Traditionally, if a time series was subjected to a known intervention occurring at a specific time, its effect in changing the mean level of the time series was evaluated using a two-sample t-test (Liu and Hudak 2004). However, the t-test is not appropriate in the case of serially correlated data (Box and Tiao 1965). Further, this test may not be appropriate where the intervention is a pulse lasting some t time periods. [Pg.116]

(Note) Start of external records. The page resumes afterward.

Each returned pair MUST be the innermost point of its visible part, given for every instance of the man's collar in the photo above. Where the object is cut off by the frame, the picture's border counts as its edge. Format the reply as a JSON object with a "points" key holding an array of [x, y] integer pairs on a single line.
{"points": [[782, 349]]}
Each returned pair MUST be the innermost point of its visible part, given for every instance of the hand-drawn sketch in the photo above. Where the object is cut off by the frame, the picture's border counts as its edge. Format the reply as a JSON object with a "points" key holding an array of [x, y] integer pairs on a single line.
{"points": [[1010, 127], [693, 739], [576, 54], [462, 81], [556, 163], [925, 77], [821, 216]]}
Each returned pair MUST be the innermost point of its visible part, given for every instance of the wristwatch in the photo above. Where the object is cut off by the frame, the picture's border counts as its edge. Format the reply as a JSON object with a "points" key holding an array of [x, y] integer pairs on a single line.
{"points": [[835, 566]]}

Box and Tiao (1975) subsequently developed a procedure for analysis of a time series in the presence of known external interventions. In their approach, there are two types of interventions - pulses and steps. A pulse is an intervention with a finite duration (typically one time period), while a step involves a permanent change or intervention (e.g., the introduction of a new governmental regulation or the permanent loss of a supplier). Intervention analysis is a statistical procedure that enables the researcher to evalnate the impact on a time series, as represented by an ARIMA (Autoregressive Integrated Moving Average) process. [Pg.116]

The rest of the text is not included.